When we were little, Adella and I used to go out for a walk around the country lanes near her parents’ house.  And when we heard a train coming we would run, flat out, to get to the rickety humpback bridge ready for when the train went under it.  Sometimes we would get there.  Sometimes we wouldn’t.  But when we did the bridge would shake under our feet.  And sometimes the driver would sound the horn when they saw us waving from the bridge.

A bit older and we got into make-up. Once we were giggling so much at trying to put eyeliner on that Adella poked me in the eye with the pencil.  Which made us laugh even more.

Like every other girl our age, when we saw Patrick Swayze sashay across the screen in ‘Dirty Dancing’ we knew that he was coming for us.  And much to his inevitable dismay, George Michael was no longer the man we were going to marry.

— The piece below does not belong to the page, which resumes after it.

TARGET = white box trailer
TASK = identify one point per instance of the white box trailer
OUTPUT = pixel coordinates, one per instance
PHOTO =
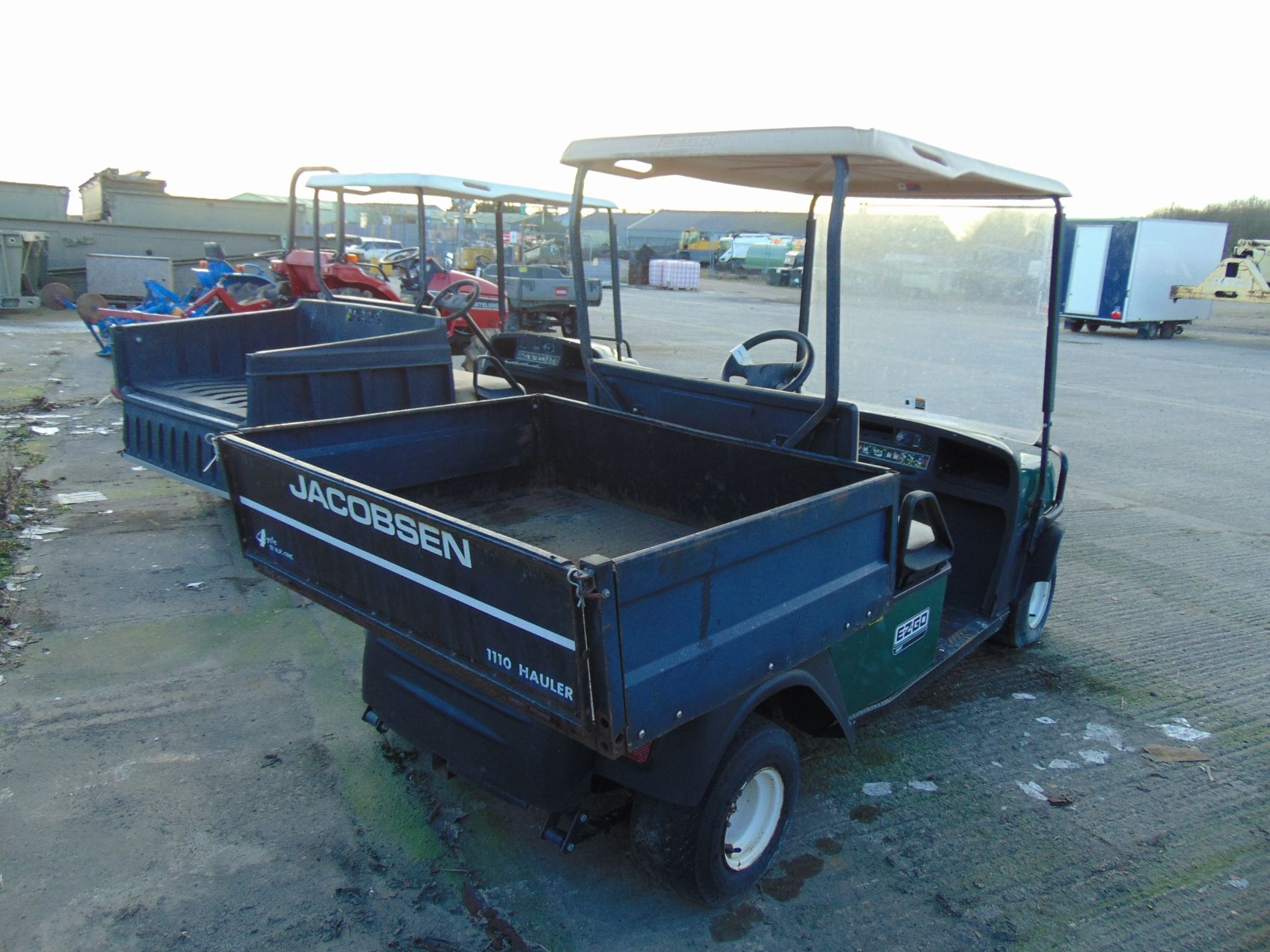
(1119, 272)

I never let her forget that she suggested we listen to ‘Darty Dincing’.  On a mixed tape.  Yes.  We are that old.  We were that old.

We grew up some more.  Adella had a baby.  I was drunk in a pub.  Adella had two more babies and got married.  I was drunk in a different pub.  I moved away.  She moved further.  We meandered.  Life was busy.  I always loved her.  I wish I had told her that.

On her last birthday, as I have said in my blog, I wished her a happy birthday.  That was when she told me she was going into hospital.  I thought about telling her that I loved her then.  I remember the moment.  I wish I had told her that. Reader, I didn’t. It haunts me. 

After she died her daughter sent me some pictures she had found in her mum’s things.  Amongst them was a poem that I had written for Adella about friendship – she had kept it with her for nearly thirty five years. Turns out she always loved me.  I wish she had told me that. 

If you love someone, tell them.  They might need to hear it. You might need to say it.  And it may not be for that moment that it is really needed – you or they might need to park it and dust it off later.  If you are finding yourself very British about it then find a way. Perhaps a well-timed personal insult will suffice if you need to warm up to it.  But warm up to it.  None of us know what’s coming for us – good and bad.  Of all of the things I could have never predicted, I never could have predicted this.  We can’t tell each other now. Only one of us has to live with it. And I got the better end of the deal.